Con oltre 151 Twh di consumo di energia elettrica annualizzato il Bitcoin, al 14 maggio 2021, sarebbe il 25esimo “Paese” più energivoro al mondo, davanti all’Egitto e alla Malesia, dietro alla Polonia. E’ quanto si apprende dai dati aggiornati in tempo reale dal Cambridge Centre for Alternative Finance. La fonte non è scelta casualmente: è la stessa cui Elon Musk si è servito nel suo tweet che giustificava la sua clamorosa retromarcia sul Bitcoin, non più accettato come forma di pagamento per acquistare le Tesla. Tale possibilità è durata circa un mese e mezzo, non è stato reso noto quante unità siano state vendute in Bitcoin.

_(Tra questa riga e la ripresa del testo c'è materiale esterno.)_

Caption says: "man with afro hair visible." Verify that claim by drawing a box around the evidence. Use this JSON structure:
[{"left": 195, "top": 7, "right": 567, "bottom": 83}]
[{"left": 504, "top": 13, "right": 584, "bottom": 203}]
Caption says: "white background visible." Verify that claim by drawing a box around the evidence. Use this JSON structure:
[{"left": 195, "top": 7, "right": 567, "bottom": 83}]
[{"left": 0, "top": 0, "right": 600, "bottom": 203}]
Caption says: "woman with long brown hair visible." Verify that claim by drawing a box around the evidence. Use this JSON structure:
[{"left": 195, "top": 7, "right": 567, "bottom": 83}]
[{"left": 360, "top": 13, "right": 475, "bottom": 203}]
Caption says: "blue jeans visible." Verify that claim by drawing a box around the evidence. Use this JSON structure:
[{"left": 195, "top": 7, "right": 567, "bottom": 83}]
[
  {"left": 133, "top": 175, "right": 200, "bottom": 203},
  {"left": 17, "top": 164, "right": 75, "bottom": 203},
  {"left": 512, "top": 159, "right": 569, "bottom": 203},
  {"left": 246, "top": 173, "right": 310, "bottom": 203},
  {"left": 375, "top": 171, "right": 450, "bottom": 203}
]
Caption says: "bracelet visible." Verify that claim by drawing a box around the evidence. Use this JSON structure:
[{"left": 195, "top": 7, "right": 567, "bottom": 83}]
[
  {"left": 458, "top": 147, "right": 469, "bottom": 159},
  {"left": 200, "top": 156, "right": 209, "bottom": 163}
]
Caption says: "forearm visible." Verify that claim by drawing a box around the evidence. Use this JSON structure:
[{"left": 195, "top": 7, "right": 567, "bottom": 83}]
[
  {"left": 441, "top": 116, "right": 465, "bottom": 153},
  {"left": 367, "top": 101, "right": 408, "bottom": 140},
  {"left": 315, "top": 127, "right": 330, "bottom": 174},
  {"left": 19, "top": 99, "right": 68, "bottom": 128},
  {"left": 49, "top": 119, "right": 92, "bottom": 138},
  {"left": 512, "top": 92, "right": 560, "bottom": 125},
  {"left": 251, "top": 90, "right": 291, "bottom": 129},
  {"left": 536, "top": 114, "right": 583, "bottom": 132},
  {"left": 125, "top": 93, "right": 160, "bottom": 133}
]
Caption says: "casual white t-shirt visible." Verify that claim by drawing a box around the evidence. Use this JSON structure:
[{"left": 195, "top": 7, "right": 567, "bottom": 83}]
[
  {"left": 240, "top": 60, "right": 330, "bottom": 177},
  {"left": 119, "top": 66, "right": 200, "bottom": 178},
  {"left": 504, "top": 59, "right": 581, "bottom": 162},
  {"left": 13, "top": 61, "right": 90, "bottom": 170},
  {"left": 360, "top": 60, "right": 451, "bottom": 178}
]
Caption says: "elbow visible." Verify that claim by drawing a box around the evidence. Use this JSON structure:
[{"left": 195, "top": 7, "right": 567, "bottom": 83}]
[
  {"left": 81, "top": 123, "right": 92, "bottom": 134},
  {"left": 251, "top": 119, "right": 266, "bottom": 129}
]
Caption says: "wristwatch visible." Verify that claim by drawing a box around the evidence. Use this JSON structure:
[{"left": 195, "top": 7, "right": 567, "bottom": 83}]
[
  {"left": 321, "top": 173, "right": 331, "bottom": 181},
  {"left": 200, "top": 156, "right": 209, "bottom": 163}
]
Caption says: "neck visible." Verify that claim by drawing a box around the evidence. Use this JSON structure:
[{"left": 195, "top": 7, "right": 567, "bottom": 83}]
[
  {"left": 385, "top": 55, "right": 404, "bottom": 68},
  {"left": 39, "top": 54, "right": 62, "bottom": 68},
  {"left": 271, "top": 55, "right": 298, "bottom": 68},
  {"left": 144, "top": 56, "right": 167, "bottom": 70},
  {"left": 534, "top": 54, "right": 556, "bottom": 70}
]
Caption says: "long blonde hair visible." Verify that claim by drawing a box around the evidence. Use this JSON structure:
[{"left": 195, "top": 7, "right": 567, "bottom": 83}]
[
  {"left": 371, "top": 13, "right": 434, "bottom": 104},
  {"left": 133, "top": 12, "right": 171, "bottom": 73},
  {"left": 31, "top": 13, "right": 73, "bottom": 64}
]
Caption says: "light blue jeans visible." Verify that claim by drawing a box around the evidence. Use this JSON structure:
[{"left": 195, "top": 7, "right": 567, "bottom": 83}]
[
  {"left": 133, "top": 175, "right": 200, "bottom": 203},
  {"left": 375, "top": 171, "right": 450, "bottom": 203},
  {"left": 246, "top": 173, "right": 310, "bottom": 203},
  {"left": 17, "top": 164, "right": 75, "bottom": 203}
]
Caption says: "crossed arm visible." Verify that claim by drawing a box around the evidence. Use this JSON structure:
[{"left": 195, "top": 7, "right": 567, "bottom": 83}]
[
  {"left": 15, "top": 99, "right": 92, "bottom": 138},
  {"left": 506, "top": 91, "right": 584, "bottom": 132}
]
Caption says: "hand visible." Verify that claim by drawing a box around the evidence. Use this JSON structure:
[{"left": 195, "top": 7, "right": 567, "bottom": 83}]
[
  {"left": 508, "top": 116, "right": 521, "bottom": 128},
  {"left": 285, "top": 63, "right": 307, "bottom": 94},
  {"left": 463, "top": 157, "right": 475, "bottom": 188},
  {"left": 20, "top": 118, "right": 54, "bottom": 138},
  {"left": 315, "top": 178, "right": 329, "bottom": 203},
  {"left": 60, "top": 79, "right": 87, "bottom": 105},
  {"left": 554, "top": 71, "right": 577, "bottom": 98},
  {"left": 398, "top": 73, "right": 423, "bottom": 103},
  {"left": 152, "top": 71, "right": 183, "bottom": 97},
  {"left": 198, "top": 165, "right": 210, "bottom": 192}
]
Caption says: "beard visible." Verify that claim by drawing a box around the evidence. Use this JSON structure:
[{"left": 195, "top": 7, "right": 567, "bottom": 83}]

Le emissioni collegate alle attività di mining del Bitcoin sono in costante aumento: ciò è dovuto alla crescente forza di calcolo necessaria per risolvere i problemi crittografici connessi al funzionamento della blockchain, risoluzione che compiuta in cambio di un “premio” in Bitcoin di nuova “estrazione”. Questa non è proprio una notizia dell’ultimo minuto. Ma è evidente come lo storytelling green di Tesla mal si sarebbe conciliato con il forte impatto ambientale di una moneta che, peraltro, in pochi utilizzano come forma di pagamento.
Per la cronaca, lo scorso 24 febbraio, quando era stata lanciata la possibilità di acquistare le Tesla in Bitcoin, il consumo annualizzato della rete Btc era di 127 Twh, mentre lo scorso 12 maggio, data in cui Musk ha ritirato tale opportunità il consumo era salito a 149 Twh. Eppure, già a febbraio Bitcoin consumava più energia elettrica di tutta l’Argentina, un Paese che conta circa 45 milioni di abitanti.
Ad aggravare la situazione c’è il fatto, anche questo noto da tempo, che gran parte delle attività di mining avvengono in Cina, proprio per i costi dell’energia elettrica convenienti – e lo sono grazie allo scomodo contributo delle centrali termoelettriche a carbone. Secondo il Cambridge Centre for Alternative Finance, il 65% delle attività di mining avviene in Cina. E secondo gli ultimi dati raccolti dall’Agenzia internazionale dell’energia, al 2018 la Cina traeva oltre il 60% della sua energia dal carbone e un altro 20% circa dal petrolio.